Frente al cliché de que la infancia es un lugar, Robert Aickman contrapuso una niñez tan prematura que todas las posibilidades caben dentro de ella. El modelo es, para sorpresa de nadie, un esquema que va tomando la forma que dicta un azar dirigido, oxímoron sin contradicción interna que empuja las anécdotas, deformando algunas y purificando otras, mientras dura el viaje de Elena.

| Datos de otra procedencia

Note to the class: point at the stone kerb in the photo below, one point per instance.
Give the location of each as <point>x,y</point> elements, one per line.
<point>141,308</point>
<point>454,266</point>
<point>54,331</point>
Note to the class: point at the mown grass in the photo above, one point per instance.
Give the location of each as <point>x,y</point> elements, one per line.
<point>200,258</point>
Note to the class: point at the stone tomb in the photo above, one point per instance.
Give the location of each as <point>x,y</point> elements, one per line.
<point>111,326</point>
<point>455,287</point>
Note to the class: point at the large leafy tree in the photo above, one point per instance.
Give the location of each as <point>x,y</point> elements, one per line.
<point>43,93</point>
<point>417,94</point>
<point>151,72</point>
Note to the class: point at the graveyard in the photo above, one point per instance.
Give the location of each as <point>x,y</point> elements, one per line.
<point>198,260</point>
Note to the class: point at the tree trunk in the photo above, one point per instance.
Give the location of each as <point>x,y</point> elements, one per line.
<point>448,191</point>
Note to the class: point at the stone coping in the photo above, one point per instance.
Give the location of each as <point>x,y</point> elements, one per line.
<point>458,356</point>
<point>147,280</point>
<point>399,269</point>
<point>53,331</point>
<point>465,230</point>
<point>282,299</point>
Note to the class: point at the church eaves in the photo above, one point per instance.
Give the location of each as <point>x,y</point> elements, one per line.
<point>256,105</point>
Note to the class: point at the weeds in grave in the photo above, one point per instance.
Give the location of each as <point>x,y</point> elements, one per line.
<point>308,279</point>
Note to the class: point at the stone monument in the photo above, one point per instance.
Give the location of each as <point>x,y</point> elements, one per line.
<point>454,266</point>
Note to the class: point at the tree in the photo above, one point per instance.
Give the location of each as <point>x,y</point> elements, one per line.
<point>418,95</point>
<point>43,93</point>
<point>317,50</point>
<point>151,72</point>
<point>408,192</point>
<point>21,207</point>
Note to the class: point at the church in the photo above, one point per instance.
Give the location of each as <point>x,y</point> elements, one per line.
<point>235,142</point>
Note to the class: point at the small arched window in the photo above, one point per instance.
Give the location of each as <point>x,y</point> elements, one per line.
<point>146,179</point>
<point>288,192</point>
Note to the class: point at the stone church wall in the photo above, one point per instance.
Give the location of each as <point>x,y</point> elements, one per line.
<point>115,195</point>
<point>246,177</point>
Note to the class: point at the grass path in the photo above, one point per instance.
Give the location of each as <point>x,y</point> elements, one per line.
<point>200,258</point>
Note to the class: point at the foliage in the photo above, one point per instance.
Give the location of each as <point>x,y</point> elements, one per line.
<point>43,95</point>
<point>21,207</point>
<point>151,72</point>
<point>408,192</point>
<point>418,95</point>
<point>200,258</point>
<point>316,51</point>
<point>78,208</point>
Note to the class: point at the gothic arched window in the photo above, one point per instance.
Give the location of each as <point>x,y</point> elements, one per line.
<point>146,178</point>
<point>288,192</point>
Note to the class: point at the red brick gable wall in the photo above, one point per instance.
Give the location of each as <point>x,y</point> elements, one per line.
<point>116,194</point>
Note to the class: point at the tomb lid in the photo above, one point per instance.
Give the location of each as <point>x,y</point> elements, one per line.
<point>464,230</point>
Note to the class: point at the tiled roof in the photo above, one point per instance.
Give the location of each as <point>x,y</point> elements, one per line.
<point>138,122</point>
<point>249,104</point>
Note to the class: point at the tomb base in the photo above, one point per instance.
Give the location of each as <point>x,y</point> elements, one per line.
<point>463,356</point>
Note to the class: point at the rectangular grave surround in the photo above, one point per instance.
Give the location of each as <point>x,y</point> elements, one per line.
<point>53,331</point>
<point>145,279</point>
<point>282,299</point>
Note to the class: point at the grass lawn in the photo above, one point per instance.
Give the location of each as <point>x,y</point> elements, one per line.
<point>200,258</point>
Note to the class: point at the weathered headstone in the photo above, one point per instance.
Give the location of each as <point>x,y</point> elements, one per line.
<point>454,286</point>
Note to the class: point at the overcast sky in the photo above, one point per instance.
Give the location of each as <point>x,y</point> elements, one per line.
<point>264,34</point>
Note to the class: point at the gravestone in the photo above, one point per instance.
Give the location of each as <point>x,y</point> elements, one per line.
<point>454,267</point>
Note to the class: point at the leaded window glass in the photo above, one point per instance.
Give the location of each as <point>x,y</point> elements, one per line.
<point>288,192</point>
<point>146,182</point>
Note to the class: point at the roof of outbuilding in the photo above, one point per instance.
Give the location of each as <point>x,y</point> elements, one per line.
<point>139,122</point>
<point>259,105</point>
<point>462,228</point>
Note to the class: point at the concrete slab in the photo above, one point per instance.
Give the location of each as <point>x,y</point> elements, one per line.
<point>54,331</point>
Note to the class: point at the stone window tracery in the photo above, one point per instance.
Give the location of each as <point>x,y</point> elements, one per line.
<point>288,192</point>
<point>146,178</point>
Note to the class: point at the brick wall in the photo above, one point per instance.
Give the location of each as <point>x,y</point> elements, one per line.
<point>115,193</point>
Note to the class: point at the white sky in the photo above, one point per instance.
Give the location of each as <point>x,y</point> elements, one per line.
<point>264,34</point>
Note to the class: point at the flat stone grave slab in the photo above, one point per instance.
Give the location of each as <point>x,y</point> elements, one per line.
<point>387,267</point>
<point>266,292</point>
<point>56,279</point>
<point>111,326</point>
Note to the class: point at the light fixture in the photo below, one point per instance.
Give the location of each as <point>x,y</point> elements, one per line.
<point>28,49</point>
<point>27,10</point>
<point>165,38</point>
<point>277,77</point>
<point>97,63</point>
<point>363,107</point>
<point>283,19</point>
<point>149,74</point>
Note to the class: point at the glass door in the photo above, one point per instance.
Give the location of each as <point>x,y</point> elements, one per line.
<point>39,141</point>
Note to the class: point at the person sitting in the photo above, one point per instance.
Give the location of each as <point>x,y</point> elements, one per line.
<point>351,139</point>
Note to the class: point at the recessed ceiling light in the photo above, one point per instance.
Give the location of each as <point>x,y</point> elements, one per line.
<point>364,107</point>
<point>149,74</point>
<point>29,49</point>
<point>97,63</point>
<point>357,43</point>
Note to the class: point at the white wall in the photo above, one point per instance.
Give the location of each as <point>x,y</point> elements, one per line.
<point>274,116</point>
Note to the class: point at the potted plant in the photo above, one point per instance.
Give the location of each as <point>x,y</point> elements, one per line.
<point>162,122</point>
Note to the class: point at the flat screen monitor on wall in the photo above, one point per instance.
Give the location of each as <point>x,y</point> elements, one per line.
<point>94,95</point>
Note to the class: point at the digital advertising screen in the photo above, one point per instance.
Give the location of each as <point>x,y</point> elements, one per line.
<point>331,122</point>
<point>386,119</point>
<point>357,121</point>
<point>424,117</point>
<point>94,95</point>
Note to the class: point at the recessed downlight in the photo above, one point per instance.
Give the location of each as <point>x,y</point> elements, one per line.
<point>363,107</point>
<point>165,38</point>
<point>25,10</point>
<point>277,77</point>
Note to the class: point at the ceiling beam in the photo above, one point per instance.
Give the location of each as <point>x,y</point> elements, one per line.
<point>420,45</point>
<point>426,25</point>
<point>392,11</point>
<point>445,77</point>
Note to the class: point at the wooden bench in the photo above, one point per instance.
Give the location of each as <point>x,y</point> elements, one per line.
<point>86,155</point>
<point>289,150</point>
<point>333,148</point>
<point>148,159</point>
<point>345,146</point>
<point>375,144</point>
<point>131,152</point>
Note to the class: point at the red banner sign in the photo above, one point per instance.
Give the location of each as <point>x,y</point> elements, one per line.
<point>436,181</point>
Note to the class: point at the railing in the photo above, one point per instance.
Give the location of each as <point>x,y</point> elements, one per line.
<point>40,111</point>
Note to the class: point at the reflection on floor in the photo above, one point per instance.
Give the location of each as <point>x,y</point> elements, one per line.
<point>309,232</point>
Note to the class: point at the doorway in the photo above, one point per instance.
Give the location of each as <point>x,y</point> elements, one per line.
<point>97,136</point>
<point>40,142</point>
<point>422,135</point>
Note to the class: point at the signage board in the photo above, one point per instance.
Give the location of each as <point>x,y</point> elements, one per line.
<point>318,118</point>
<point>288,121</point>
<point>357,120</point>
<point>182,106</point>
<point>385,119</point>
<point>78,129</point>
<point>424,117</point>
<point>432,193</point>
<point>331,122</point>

O deberíamos decir: “los viajes”. Lo que presenta la novela es el iniciático, el prototipo del que la iteración después se irá alejando, el único viaje que vale la pena contar. No hay evidencia de los otros, pero se intuyen. Como Cándido, como Arthur Gordon Pym, Elena es uno de esos personajes que, aun cuando vuelven, siempre están avanzando. Las cosas les pasan y ellos cambian con las cosas. Desde el momento en que la pequeña rusa recibe el libro que instalará en ella la necesidad de convertirse en bailarina, pasando por el armado del teatro en miniatura que presagiará su arribo al escenario, hasta la aventura que la conducirá a la ópera de Smorevsk, la peripecia la obligará a saltar de un encuentro extraño a otro, a tal punto que lector se ganará el derecho de cuestionar la textura del relato. Puede que lo que tenga enfrente sea una comedia acelerada, un disparate sin asomo de conciencia o el disfraz de uno que encubre dramas inexpresables de otro modo.
El hogar de Elena está integrado por un manojo de biografías agobiadas: una madre enferma que desea un sufrimiento acorde para su hija, un padre sin límites morales a la hora de repartir el volumen de su insolvencia, una nodriza susceptible, unas amigas apenas delineadas y un festejante mayor de edad. La carga simbólica se encorva detrás de ciertos objetos —un ananá con sus púas, un vestido rojo—, pero así y todo ninguna clave reúne suficiente masa crítica para predominar.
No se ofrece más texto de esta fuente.